Our story is a difficult one. I never earned a lot of money. I only earned two pounds, three shillings a week, and that money had to suffice for all of us. So as the children were growing up, money was always short. People referred to us as marombe, or destitute vagrants. We would spend the whole day playing mbira without going anywhere, whiling away the day playing the mbira. But we paid no attention to them.
The children grew up. Irene was the first one who began to play, too. I think she was thirteen years old when she started learning by watching her mother play. And then we started teaching her, until she could do it. So, they called us marombe. But we never listened to them. People did not appreciate the importance of what we did. They considered the mbira a mark of destitution. So we just carried on, journeying with our instruments of destitution.

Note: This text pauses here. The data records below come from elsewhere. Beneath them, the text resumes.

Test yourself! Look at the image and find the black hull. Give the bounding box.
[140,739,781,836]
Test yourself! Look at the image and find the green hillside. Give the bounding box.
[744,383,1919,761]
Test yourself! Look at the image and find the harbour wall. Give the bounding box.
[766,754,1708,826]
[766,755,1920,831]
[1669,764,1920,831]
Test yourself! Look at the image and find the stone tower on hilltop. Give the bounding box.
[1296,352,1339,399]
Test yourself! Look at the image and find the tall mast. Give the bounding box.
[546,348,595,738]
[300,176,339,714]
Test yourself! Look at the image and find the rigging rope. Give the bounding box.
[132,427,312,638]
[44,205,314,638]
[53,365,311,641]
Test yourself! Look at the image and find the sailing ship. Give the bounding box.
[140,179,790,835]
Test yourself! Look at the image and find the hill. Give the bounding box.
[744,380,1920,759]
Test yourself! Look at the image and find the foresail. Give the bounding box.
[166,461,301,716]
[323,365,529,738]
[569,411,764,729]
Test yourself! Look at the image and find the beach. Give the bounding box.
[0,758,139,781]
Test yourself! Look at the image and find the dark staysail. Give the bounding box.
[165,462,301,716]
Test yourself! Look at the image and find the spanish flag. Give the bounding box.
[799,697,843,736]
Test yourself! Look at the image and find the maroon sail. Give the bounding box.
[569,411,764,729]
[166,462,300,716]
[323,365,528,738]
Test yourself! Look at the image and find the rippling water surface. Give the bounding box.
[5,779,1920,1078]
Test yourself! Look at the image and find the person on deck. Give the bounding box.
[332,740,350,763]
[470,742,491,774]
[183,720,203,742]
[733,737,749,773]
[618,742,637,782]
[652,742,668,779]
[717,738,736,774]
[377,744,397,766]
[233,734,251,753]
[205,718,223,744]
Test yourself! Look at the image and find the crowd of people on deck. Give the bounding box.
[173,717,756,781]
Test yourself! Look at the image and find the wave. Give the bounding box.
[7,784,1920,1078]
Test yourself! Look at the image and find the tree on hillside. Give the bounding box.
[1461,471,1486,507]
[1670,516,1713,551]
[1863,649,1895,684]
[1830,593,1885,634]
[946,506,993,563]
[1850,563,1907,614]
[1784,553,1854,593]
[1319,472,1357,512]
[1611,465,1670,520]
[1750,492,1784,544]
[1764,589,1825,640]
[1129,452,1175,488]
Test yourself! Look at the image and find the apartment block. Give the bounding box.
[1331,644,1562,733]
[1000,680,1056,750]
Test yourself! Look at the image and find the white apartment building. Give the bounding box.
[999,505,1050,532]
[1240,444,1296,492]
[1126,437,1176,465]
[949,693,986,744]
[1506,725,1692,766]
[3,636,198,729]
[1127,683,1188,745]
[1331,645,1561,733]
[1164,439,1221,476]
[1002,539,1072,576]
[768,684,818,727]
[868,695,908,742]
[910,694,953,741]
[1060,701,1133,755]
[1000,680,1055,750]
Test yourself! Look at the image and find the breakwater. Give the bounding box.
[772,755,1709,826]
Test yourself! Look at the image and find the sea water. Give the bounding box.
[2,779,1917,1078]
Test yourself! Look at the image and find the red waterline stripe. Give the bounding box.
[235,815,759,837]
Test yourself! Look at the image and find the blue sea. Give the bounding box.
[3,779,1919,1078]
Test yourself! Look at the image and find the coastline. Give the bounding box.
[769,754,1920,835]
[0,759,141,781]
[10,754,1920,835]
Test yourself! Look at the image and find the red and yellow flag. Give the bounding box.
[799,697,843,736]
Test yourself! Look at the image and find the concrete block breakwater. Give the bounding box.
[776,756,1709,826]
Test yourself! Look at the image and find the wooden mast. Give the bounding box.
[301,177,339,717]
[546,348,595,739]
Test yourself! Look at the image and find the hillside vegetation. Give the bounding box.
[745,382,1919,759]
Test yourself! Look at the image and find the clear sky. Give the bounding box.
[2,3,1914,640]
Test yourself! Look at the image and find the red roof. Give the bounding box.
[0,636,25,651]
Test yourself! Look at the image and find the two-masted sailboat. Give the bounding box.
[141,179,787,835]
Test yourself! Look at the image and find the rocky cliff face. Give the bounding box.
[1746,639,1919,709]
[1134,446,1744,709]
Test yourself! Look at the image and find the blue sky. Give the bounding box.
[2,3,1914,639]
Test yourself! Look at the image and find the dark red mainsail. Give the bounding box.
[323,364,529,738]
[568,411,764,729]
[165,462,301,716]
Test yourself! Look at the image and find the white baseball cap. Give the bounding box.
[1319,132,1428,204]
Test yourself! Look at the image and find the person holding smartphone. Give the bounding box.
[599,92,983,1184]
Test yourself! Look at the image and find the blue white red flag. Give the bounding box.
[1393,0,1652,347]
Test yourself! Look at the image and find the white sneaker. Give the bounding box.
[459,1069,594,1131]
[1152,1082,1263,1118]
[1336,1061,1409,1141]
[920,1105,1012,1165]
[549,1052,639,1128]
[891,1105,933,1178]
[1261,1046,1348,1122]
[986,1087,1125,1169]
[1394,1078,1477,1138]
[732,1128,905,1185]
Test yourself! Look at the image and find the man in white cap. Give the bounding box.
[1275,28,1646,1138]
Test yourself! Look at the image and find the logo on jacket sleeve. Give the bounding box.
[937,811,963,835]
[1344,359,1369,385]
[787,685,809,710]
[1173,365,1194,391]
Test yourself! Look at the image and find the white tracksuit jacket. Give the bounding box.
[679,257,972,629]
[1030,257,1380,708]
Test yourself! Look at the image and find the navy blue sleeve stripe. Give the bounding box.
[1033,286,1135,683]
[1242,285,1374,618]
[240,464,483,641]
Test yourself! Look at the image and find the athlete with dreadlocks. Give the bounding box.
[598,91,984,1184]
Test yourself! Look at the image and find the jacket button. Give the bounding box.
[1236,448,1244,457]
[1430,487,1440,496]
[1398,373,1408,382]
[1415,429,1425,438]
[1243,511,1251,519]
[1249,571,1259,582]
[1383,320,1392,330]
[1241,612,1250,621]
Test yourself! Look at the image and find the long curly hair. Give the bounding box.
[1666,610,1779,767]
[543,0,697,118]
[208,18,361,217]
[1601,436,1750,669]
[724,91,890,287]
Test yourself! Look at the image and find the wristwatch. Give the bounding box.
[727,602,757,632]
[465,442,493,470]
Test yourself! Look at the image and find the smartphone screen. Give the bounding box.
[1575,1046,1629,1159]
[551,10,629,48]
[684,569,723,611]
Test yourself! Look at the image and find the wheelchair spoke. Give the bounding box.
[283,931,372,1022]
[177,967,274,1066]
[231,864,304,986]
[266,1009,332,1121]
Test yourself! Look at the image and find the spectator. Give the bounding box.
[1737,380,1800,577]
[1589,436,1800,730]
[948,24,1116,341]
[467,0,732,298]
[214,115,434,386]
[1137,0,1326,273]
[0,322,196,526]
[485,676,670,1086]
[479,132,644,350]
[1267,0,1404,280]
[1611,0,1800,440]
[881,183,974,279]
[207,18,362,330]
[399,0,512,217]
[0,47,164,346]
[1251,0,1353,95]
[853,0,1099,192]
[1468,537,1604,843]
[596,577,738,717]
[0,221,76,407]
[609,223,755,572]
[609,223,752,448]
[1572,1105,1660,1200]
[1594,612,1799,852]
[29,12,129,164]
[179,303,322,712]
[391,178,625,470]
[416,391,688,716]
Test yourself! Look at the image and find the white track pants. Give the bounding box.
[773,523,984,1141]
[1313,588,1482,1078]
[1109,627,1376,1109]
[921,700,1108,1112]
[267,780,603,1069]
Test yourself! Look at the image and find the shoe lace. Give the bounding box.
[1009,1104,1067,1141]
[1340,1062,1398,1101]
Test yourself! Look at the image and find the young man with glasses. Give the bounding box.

There was a boy who came after Irene, who was very quiet. He was stabbed with a knife at Katanga Beer Hall in 1979, when was 18 years old. He used to play darts. So his friends came to get him, and they went to Katanga Beer Hall. He tried to refuse, but they convinced him to go. And when they arrived, there was an argument. So he ran away when the argument happened. And he was followed, and stabbed with a knife.
After he died, there were nine children left, and the majority were boys. There were six boys, and three girls. Then the girls said, “We want another girl!” They just kept talking like that, pleading with us, “We want another girl so that there will be four of us!” So it took some time, but it happened. Then my wife fell pregnant, and she delivered a girl. Then there were four girls. I said, “Now, everything has turned out well.”
So then we carried on, just playing mbira. I was no longer working, and we ended up selling beer out of our home. We made a lot of money, but before we knew it, that money was gone. We had wanted to start a grinding mill. We were buying chibhuku beer, ordering chibhuku and selling it at the house. So, that money was all gone, we didn’t even know how it had disappeared. Even now, if we think of it we wonder, “But where did that money go?” We don’t even know. It was just gone. So then we say, “It doesn’t matter.”
Then we started facing severe poverty, desperate poverty. In a little while, we had sold most of our things. Those porcelain plates, so many of them, we sold all of them looking for money for food. We sold the fridge, we sold the display case, we sold all of it. Then we were left with just one bed to sleep on, and our pots for cooking sadza. There wasn’t anything in the house, not even a bench. We sat on reed mats on the floor, as there wasn’t even a chair. The children weren’t able to attend school, and only a few of the boys were able to advance.
So we stayed like that, just playing mbira. We never stopped playing mbira, we simply carried on. So people would come by and see that we were in a situation of utter destitution. But God is there, and the ancestors are there. Yes, the ancestors were telling us, “Carry on. Do not be troubled, things will change. You shall turn into people living well.”